State and Local Government
State and local governments should create financing and funding sources with the flexibility to enable CDFIs to meet borrowers’ specific needs. These jurisdictions should create or expand long-term debt, equity, and grant resources; expand tax credits and credit enhancements offering CDFIs an array of financing tools (Theodos, Seidman, and Edmonds 2017). These levels of government should also create working groups to identify opportunities or challenges to promote and support community economic projects. This will be helpful for political leaders seeking to recruit allies for these efforts and identify multiple sources of affordable capital.
Banks
Banks should continue to support and invest in the UAF and CDFIs in general. Conventional lenders should also offer long-term loans to CDFIs to provide greater flexibility for these borrowers to invest and utilize their balance sheets.
Foundations
Foundations have a crucial role to play in advancing strategies to extend investments in persistently poor communities and regions. Large and regional foundations, as well as national banks, have committed grants to support the UAF. These leaders should engage other philanthropies and banks to contribute, showing why investing in rural communities matters. Community, regional, and national foundations help plan, collaborate with, invest in, and support efforts that result in improved outcomes for target populations and communities (Partners for Rural Transformation 2019). In this case, foundations should engage with their peer institutions and banks to contribute, showing the importance of investing in rural communities, including support for capacity-building and supporting innovation (Swack, Hangen, and Northrup 2014).

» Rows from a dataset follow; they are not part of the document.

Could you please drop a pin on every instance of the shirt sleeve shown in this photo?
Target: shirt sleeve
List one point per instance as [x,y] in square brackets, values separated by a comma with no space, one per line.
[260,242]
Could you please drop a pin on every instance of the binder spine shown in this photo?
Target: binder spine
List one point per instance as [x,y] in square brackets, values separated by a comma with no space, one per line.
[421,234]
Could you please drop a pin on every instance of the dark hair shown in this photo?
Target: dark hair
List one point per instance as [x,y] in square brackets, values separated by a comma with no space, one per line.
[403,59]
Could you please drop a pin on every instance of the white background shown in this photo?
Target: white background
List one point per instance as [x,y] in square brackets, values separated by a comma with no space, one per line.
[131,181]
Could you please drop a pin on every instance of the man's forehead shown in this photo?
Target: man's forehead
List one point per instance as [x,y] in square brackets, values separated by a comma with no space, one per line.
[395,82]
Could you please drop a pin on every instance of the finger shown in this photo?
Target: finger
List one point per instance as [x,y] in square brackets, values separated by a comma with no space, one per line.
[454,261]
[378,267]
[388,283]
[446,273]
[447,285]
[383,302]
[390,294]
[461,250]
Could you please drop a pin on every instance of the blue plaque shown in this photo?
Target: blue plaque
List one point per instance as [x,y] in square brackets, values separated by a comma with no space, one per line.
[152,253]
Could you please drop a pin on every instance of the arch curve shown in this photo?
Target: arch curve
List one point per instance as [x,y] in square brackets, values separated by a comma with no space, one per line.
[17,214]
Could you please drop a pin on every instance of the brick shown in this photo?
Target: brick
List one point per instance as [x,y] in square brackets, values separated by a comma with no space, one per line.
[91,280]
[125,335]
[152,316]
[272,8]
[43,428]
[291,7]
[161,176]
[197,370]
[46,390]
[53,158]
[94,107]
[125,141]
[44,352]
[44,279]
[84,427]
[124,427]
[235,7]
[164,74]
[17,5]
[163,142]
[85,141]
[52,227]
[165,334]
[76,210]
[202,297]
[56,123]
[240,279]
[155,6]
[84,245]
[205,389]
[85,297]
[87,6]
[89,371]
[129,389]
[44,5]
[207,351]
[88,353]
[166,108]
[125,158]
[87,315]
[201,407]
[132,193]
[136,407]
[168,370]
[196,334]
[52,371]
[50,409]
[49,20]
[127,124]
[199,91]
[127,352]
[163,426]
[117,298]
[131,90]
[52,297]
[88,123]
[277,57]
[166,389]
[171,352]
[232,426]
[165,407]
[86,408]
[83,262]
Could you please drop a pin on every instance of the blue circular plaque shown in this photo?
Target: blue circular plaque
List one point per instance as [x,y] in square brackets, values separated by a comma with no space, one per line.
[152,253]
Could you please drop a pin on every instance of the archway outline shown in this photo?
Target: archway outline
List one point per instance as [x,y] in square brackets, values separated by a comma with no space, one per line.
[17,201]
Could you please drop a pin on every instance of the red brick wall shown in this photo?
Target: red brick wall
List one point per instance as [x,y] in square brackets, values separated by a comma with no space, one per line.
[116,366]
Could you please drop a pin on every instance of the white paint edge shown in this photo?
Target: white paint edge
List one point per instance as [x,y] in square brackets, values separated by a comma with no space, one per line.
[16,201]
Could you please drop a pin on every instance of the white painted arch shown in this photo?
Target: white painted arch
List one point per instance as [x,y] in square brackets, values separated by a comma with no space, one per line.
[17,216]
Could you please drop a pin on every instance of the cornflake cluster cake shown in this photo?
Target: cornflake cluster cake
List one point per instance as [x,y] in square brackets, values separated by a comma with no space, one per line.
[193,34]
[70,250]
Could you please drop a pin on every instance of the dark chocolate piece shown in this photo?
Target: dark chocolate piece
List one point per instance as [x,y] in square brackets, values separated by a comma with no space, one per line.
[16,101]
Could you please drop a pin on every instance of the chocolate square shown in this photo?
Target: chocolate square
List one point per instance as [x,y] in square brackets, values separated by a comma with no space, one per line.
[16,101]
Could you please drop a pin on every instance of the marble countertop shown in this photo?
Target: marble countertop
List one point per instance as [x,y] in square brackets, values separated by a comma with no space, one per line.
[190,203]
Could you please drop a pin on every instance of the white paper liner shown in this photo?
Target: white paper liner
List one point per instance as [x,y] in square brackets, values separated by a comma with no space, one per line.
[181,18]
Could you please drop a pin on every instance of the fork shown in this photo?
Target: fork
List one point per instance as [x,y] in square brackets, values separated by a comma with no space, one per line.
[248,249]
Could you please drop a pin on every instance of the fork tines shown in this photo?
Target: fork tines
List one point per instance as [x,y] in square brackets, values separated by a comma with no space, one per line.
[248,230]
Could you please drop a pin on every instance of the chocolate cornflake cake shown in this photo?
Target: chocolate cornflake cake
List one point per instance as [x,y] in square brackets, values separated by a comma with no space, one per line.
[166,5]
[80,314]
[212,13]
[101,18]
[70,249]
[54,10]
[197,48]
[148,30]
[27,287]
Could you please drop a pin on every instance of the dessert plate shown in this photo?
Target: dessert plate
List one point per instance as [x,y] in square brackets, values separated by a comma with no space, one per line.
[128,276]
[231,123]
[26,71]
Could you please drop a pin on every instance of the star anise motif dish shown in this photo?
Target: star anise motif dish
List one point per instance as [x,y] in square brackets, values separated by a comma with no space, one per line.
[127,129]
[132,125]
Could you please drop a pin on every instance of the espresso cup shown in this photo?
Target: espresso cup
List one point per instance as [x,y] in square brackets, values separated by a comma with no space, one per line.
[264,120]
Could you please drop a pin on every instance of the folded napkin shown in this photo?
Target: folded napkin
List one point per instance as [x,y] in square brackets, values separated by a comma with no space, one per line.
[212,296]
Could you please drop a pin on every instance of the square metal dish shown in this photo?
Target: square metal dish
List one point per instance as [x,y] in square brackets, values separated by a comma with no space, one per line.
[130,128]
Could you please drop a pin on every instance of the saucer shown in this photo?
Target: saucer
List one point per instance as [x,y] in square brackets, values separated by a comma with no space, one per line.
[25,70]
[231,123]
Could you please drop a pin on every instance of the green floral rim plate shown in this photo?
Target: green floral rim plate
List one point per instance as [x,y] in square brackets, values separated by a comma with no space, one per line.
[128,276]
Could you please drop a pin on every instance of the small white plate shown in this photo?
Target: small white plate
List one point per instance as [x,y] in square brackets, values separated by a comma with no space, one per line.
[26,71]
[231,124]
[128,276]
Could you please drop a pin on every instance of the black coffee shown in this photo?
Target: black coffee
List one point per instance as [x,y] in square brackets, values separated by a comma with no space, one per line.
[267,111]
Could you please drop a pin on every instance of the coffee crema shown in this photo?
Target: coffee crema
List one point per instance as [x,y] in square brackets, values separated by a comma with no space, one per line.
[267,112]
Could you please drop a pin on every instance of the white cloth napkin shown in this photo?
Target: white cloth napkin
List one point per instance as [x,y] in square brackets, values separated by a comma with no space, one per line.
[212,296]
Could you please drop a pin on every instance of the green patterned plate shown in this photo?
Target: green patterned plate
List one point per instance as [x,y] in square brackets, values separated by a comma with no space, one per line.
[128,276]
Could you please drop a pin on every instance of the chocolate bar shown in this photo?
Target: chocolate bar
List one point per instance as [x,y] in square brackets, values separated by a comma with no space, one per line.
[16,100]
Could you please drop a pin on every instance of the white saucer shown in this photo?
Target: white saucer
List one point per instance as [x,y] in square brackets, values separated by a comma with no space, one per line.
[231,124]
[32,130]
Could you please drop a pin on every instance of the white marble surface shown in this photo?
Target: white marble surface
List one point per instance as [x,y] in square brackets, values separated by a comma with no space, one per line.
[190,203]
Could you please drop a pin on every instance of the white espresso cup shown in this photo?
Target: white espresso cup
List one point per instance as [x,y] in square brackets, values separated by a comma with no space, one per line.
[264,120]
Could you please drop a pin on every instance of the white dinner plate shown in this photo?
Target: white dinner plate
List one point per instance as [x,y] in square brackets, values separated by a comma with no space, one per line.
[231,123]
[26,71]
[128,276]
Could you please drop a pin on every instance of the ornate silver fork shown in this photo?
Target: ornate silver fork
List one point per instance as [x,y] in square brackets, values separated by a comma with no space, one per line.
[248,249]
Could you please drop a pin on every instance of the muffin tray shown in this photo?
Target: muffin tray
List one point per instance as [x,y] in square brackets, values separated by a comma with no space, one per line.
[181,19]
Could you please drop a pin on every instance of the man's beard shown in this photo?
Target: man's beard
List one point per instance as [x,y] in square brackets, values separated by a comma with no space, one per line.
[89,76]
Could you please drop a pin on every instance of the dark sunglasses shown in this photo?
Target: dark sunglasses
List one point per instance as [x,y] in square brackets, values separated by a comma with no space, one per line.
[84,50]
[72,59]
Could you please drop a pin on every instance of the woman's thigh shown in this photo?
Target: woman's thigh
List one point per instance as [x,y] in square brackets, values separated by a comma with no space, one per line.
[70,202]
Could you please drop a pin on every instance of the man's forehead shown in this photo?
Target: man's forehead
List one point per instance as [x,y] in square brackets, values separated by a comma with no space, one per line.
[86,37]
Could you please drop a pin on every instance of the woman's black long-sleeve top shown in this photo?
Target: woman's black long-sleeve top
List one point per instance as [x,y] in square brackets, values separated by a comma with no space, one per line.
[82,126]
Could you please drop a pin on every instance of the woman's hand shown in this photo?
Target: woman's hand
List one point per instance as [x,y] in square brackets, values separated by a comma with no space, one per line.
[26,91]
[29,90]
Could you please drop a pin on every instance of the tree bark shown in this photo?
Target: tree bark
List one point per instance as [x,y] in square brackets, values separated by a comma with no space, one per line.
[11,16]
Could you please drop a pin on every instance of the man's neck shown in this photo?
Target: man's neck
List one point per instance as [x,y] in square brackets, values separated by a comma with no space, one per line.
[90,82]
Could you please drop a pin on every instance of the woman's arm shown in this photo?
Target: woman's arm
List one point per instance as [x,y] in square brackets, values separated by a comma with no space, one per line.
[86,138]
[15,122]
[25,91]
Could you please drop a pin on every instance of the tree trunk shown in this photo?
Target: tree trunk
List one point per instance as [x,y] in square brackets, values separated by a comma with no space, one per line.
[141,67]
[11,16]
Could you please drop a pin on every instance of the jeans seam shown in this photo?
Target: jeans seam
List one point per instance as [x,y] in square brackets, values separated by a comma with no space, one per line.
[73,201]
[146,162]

According to Justin Maxson of the Mary Reynolds Babcock Foundation, “Investing in persistently poor rural communities is just different. And even though we often know what to do, it’s hard, slow, usually requires patience, and is sometimes expensive.” 10 Because CDFIs provide essential support to local efforts to create and restore businesses and community facilities, state and local government, banks, and foundations must invest in CDFIs to ensure their performance and impact. And policy makers, banks, foundations, private stakeholders, and CDFIs working in rural communities must continue to make the case for taking a long-term, place-based partnership approach to community revitalization and for the importance of CDFIs in achieving that goal. The visionary leadership from each of these sectors to collaborate with, plan, encourage, and invest in CDFI-related efforts like the UAF is critical to achieving results—especially in remote, rural, persistently poor communities. Without such vision and support, successful projects like the High School for Health Professions and LCHS would likely not have occurred.
Footnotes
Declaration of Conflicting Interests
The author declared no potential conflicts of interest with respect to the research, authorship, and/or publication of this article.
Funding
The author received no financial support for the research, authorship, and/or publication of this article.